Nowadays many women have to choose between career and marriage. Even though the choice is evident, I don’t hurry to tie the knot. In our society a woman is thought to be desperate for children and family and the earlier you start your family, the better.

However, to my mind, motherhood and marriage are not the only field a woman can succeed in. Here are a few reasons I choose career over marriage:

I need professional development

Admittedly, there are lots of things that make me feel happy, and my job is definitely one of them. You can call me career driven, but I want to succeed in what I’ve started. When I graduated from college I was lucky to work at a highly respected newspaper.

Professional development and experience are important to a young graduate since it’s very easy to lose your professional skills without practice. I feel very enthusiastic about my job and there are heaps of ideas I want to realize. Your job gives you financial independence and confidence, which will provide you with better future.

Moreover, I’ve seen a lot of women who were disappointed and frustrated when their children have grown up and left them. All their lives they’d been existing for their kids and now these women have nothing to do with their lives. In this sense, job is an essential thing, which let you live your life to the fullest no matter what.

..and personal as well

A friend of mine welcomed a baby at the age of 18. No, it wasn’t unintended pregnancy; she just wanted to have children as soon as possible. But, honestly, I can’t understand how you can rear children when you can’t take care of yourself?

Naturally, our lifestyle and views differ when we are in our 20s and 30s. A person undergoes most important changes in the life during this period. Your early and mid-20s are the time of parties, travelling, dates and education.

All these things give you priceless experience and transform you into a full-fledged personality. I’m not a psychology expert but I know perfectly well that I am too young to have children and family right now. I realize that I’m not that little girl that talked too much and cried easily, but it’s not enough to quit my single life.

I need stability

Obviously, I want to provide my children with good education, good living conditions and good life. You can hardly give it to your kids in your twenties. A single life gives you the chance to save more for a house, car or whatever you want to buy.

Another thing you should be 100 hundred percent sure about when getting married is your spouse. Dating for several months is frequently not enough to learn the person. Refusing early marriage means you have enough time to find “that special guy”.

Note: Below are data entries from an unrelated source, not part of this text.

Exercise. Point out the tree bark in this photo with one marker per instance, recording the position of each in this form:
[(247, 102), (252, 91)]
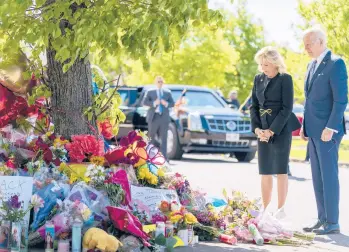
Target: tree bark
[(71, 94)]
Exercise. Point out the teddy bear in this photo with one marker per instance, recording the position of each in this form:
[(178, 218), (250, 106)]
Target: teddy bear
[(96, 238)]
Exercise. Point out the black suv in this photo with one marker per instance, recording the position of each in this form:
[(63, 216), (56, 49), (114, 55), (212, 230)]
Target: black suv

You can understand what exactly you expect from your would-be husband and you are more likely to avoid mistakes. Well, I have a boyfriend and I love him very much, but I’m not sure if I want to marry him.

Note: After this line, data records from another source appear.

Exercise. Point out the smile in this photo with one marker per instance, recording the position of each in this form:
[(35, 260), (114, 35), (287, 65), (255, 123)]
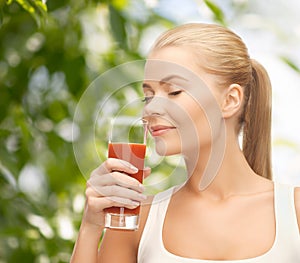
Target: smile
[(160, 130)]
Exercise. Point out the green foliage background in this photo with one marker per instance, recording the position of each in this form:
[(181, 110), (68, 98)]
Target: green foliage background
[(46, 63)]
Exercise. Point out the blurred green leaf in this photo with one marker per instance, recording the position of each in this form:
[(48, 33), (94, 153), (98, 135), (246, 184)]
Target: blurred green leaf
[(217, 11), (117, 24), (290, 63)]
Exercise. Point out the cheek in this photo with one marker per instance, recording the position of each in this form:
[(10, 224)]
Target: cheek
[(168, 145)]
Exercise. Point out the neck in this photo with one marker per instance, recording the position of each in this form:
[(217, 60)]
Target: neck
[(222, 175)]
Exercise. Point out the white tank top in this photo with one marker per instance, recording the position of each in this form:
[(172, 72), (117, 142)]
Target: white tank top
[(285, 249)]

More: 7 Reasons It’s Great to Stay Single Until 30

I want to emotionally get ready for marriage

Family life can considerably change your usual daily routine. You might not become a housewife, but marriage always means big laundry, weekend gathering with relatives and common budget. I need hardly mention that with the advent of a child your life will change forever.

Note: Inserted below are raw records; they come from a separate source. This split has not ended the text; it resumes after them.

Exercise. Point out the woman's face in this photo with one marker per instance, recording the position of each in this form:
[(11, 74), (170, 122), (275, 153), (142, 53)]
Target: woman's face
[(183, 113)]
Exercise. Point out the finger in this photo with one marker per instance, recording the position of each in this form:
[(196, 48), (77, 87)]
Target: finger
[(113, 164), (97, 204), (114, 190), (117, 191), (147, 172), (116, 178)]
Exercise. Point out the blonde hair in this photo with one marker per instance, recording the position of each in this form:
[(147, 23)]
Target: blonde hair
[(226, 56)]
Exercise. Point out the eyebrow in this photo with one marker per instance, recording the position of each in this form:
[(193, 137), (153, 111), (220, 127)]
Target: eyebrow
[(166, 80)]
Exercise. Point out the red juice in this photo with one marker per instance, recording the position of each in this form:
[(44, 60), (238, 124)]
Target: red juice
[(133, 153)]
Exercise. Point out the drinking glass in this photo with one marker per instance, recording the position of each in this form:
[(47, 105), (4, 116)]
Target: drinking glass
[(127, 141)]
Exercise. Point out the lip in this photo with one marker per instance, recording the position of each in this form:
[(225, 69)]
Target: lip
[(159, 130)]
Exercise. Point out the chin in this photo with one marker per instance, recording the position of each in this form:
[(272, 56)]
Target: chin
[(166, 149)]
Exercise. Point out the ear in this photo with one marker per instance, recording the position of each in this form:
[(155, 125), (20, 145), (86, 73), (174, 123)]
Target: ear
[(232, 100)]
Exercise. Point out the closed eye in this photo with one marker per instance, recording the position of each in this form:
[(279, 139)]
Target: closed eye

Naturally, you cannot be utterly ready for all this stuff. Sometimes people have quite dim concepts of family life and children upbringing, and they cherish illusions about their common future.

My parents have been married for more than 26 years and they are still in love with each other. I, however, cannot get used to the thought that I will have to spend the rest of my life with one person and have children with him.

I consider marriage to be once-in-a-lifetime thing since it’s the most important choice in my life. Thus, I have a perfect right to think everything over as long as I need.

Nowadays society constantly keeps telling us that time is running out, and that there is nothing more important for a woman than creating a family. However, I notice that not wanting kids is absolutely normal these days.

I stopped worrying about this. Do you know why? I realized that my biological clock will signal me clearly enough that I’m ready to be a mother and a wife. That’s why I continue dating my man, being busy with my favorite work and enjoying my life.